Al contrario di quello che alcuni potrebbero pensare vedendo le foto di questa band, dove vengono ritratte delle belle ragazze truccate in stile molto dark, questa band non punta molto sull’immagine ma ha uno spessore musicale che in questo terzo album viene totalmente a galla, ancor più che nelle proprie releases precedenti. La Menade, band proveniente da Roma, mi ha ricordato vagamente l’evoluzione di un’altra band alternative metal nata verso la fine degli anni Novanta, ovvero i Coal Chamber. Non tanto per le similitudini musicali, che sono esigue, ma più che altro perchè anche quella band passò da un qualcosa di accostabile quasi in toto al nu metal col primo omonimo album, ad un secondo album (“Chamber Music”), dove le atomsfere gotgic/dark e le tastiere ne stravolsero quasi il sound.
Ai tempi non tutti capirono quell’esperimento, ma ad oggi posso dire che quella band, come anche le qui presenti La Menade, hanno sfruttato i primi lavori per rodarsi e per forgiare successivamente un sound del tutto particolare e personale. Lo testimoniano la moltitudine di canzoni dove la band cerca più di buttarsi sull’atmosfera cupa delle periferie metropolitane e anche il massiccio uso di synth ed effettistica che campeggia in tutto il lavoro. Insomma, La Menade cerca di graffiare con le chitarre affilate Tatiana Lassandro, ma queste riescono a creare una coltre invalicabile di oscurità grazie alle tastiere di Tania Marano.

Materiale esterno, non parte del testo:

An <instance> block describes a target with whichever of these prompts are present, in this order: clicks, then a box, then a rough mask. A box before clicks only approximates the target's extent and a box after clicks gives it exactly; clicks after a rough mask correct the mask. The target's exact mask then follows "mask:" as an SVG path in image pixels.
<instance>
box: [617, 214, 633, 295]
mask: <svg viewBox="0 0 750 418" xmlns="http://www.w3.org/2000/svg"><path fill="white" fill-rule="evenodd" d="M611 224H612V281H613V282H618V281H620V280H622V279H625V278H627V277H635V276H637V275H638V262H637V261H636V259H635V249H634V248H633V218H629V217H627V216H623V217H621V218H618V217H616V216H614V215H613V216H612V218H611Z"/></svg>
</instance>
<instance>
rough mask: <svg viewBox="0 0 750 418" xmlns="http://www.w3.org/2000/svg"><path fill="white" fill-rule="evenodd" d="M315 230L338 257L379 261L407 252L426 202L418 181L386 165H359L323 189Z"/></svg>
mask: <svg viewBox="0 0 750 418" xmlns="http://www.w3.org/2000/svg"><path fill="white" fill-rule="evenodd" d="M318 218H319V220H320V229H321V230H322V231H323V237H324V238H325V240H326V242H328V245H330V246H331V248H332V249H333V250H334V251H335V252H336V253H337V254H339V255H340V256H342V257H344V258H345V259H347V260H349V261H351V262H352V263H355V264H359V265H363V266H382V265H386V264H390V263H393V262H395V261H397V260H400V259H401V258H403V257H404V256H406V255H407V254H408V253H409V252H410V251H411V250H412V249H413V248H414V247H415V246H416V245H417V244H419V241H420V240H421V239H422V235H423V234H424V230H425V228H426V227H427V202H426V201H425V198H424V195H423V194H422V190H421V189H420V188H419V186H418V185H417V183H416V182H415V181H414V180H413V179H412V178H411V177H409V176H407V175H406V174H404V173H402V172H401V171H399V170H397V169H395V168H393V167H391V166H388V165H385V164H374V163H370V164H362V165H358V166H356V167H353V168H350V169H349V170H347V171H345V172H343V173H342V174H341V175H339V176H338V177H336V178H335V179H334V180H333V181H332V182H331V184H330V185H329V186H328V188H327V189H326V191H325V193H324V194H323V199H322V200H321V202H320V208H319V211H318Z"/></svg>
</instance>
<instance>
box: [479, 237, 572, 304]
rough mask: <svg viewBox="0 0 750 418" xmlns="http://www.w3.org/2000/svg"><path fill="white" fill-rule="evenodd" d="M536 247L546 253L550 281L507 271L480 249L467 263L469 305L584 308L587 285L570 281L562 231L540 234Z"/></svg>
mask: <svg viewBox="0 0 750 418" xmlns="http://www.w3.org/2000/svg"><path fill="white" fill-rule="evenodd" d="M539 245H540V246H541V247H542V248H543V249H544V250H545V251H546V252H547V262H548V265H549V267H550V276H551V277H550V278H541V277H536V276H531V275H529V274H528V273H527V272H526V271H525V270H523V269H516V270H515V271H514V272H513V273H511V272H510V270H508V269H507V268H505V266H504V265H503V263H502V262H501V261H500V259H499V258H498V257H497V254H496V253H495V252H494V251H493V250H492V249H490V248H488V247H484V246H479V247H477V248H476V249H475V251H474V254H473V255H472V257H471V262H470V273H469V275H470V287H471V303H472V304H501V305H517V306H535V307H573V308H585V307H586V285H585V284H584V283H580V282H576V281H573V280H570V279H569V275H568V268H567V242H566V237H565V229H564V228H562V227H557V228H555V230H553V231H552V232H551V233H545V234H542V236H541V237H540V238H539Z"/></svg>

Dopo l’inizio affidato a “Life resounds” la band si getta in un viaggio ipnotico che sa molto di pellicole partorite da Lynch o Cronenberg, o a dipinti di Warhol nelle parti più vagamente “pop”, ma anche del contemporaneo Anton Semenov nelle parti dove si scende più nei meandri dell’oscurità della mente umana. A fortificare questo alone pessimista e decadente (“Oblivion”, “Closer”), in chiusura abbiamo ancora una specie di ouverture che risucchia nel suo essere totalmente spoglia e strumentale, “Reversum”. Da avere!